Recto also said that the P365 million budget this year of the Department of Health (DoH) for the operation of its drug abuse treatment and rehabilitation centers “can only help a small fraction of the drug addict population.’’
He said there are 1.3 million drug addicts in the country today, 600,000 have reportedly surrendered to authorities, but the total number of beds in all government and private drug rehabilitation centers in the country is only 3,216.
Worse, seven, or almost half, of the country’s regions do not have a government rehabilitation center.
Recto cited this statistics to underscore the huge gap between drug dependents and treatment facilities in calling for the setting up of more state-run treatment centers for substance abuse.
He warned that if the number of rehabilitation centers will remain the same, “it will take 200 years to rehabilitate all the drug dependents.”
Earlier, Sen.
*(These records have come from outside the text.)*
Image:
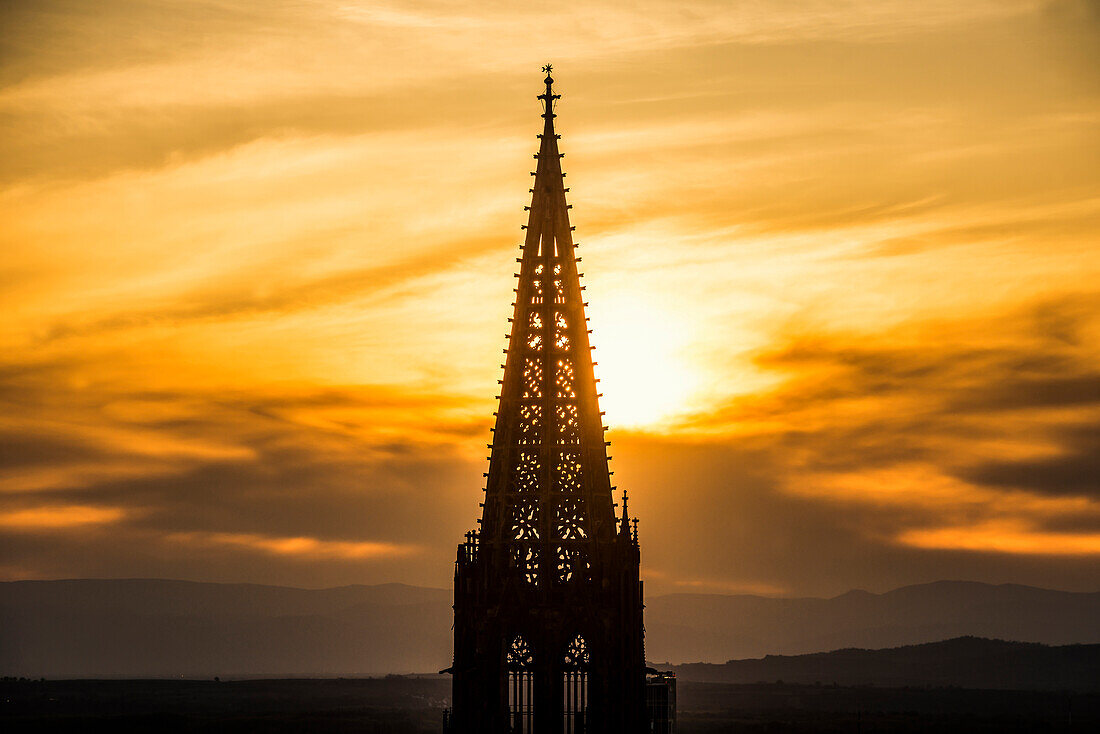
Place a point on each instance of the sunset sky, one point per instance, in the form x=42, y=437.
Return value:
x=842, y=262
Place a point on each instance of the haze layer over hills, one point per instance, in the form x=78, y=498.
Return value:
x=160, y=627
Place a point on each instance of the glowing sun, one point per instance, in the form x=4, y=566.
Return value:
x=644, y=374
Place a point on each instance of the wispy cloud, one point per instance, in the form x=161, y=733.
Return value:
x=840, y=264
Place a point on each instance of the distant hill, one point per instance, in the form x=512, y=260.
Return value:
x=156, y=627
x=713, y=628
x=964, y=663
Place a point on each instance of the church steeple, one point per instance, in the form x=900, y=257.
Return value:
x=548, y=633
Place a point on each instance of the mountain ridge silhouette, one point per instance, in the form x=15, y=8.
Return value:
x=151, y=627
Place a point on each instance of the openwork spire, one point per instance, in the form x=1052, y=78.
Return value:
x=548, y=601
x=548, y=497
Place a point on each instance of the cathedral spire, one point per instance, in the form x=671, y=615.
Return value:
x=548, y=627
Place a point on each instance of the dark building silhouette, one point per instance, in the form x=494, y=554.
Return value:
x=548, y=606
x=661, y=702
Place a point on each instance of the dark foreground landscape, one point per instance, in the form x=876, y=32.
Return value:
x=407, y=704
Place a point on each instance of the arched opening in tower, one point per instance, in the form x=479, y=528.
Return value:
x=520, y=665
x=575, y=686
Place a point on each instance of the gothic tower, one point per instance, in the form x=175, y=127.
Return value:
x=548, y=628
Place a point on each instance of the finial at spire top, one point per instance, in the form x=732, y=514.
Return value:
x=549, y=96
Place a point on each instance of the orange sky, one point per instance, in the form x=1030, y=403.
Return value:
x=842, y=263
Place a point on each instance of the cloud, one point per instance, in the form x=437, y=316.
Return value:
x=299, y=546
x=65, y=516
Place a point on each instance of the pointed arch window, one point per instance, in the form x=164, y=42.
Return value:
x=520, y=666
x=575, y=686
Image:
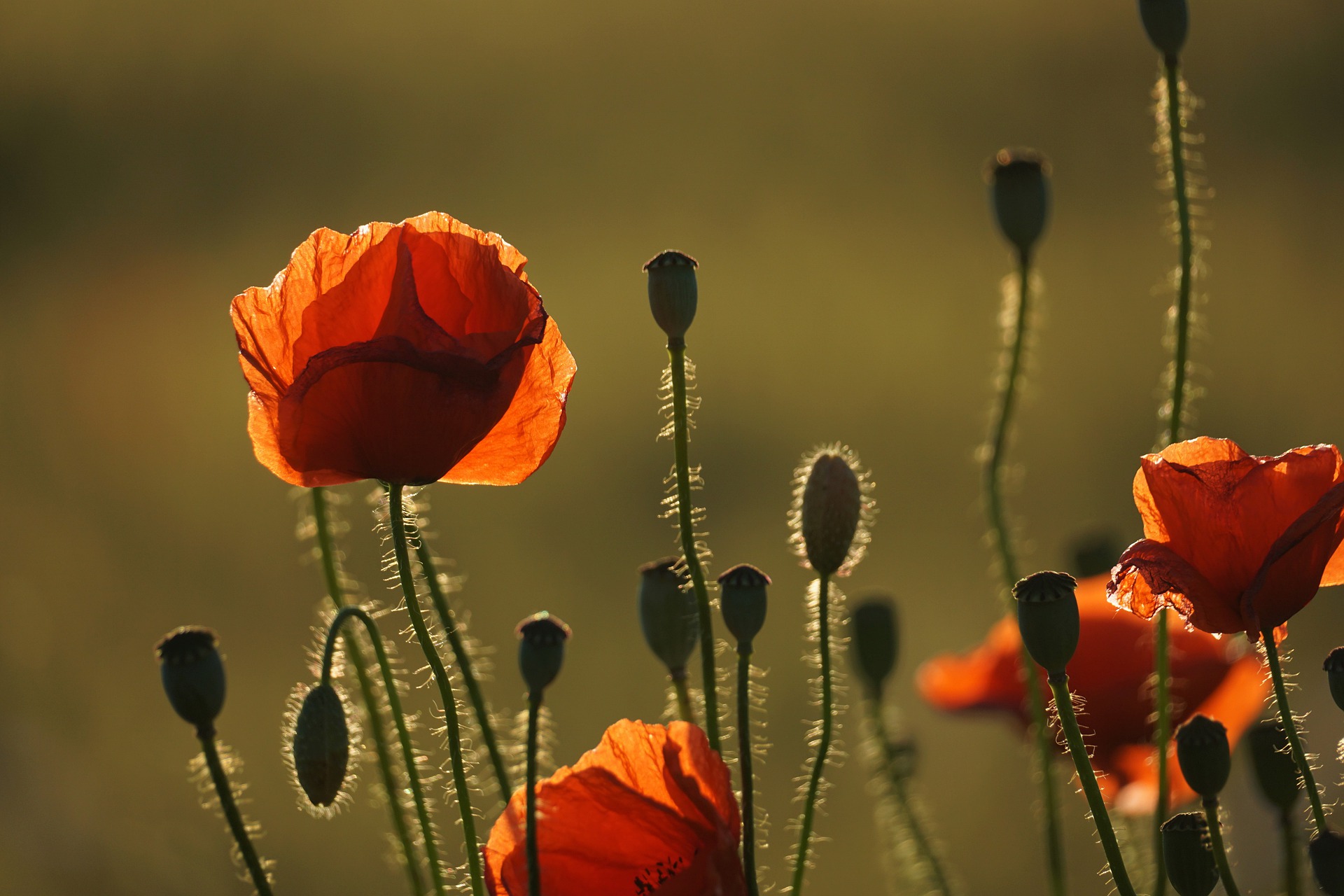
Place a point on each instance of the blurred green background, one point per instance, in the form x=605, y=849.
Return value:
x=824, y=164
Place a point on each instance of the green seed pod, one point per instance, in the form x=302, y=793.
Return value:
x=192, y=673
x=875, y=643
x=1019, y=188
x=1190, y=860
x=1276, y=773
x=742, y=601
x=321, y=746
x=1205, y=757
x=540, y=650
x=672, y=290
x=1047, y=615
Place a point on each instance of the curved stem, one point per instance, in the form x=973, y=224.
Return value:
x=397, y=519
x=1088, y=778
x=686, y=526
x=327, y=550
x=394, y=703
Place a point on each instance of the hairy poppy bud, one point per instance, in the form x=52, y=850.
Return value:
x=1276, y=773
x=668, y=613
x=672, y=290
x=321, y=746
x=192, y=673
x=875, y=643
x=1167, y=23
x=1019, y=187
x=1205, y=757
x=743, y=602
x=1190, y=860
x=540, y=649
x=1047, y=615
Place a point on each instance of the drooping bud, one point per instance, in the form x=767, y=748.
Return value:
x=321, y=746
x=540, y=649
x=875, y=643
x=1019, y=187
x=1047, y=615
x=192, y=673
x=1189, y=856
x=1205, y=755
x=742, y=601
x=1276, y=773
x=672, y=290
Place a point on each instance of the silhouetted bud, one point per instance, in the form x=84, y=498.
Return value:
x=1047, y=615
x=540, y=650
x=874, y=641
x=743, y=602
x=1019, y=187
x=192, y=673
x=672, y=290
x=1276, y=773
x=1205, y=757
x=1190, y=859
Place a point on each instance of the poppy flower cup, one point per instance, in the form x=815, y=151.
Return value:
x=410, y=354
x=1233, y=542
x=1110, y=672
x=650, y=813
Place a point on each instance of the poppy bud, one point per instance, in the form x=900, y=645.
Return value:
x=672, y=290
x=1206, y=761
x=1190, y=860
x=1167, y=23
x=668, y=613
x=540, y=649
x=1047, y=615
x=192, y=673
x=321, y=746
x=1021, y=191
x=1276, y=773
x=743, y=602
x=875, y=643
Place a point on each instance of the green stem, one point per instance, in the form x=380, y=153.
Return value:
x=686, y=526
x=394, y=703
x=1088, y=778
x=397, y=519
x=326, y=547
x=235, y=820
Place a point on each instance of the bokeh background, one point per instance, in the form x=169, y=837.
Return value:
x=824, y=164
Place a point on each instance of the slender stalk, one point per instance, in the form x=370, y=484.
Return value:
x=396, y=517
x=1088, y=778
x=235, y=820
x=686, y=526
x=394, y=703
x=326, y=547
x=1008, y=570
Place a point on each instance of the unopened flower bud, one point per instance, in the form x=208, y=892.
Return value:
x=1205, y=757
x=321, y=746
x=672, y=290
x=192, y=673
x=540, y=650
x=1189, y=856
x=668, y=613
x=743, y=602
x=1019, y=187
x=1047, y=615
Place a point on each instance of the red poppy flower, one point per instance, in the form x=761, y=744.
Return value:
x=402, y=352
x=1110, y=672
x=650, y=813
x=1234, y=542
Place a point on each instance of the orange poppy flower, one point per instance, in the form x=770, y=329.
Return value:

Alan Peter S. Cayetano, the defeated vice presidential candidate of President Duterte, said that there are three million addicts and 300,000 drug pushers in the country today.
“This is a national security problem,’’ Cayetano said, adding that the “name and shame’’ strategy of President Duterte, which is to identify those linked to the multi-billion-peso drug trade, is effective although “it is causing some discomfort but it is does not infringe on their basic human rights.’’
For the 600,000 who had surrendered, it will take almost a century to finish treating them all, Recto added, using as his basis the six-month period before a dependent “graduates” from treatment.
Recto cited a Dangerous Drugs Board (DDB) estimate that the number of “dangerous drugs users” at 1,292,752 is the figure indicated in the 2016 national budget as the national prevalence of drug use which must be cut.
Not only is there a “national shortage” in drug rehabilitation facilities, there’s a funding lack too, he said.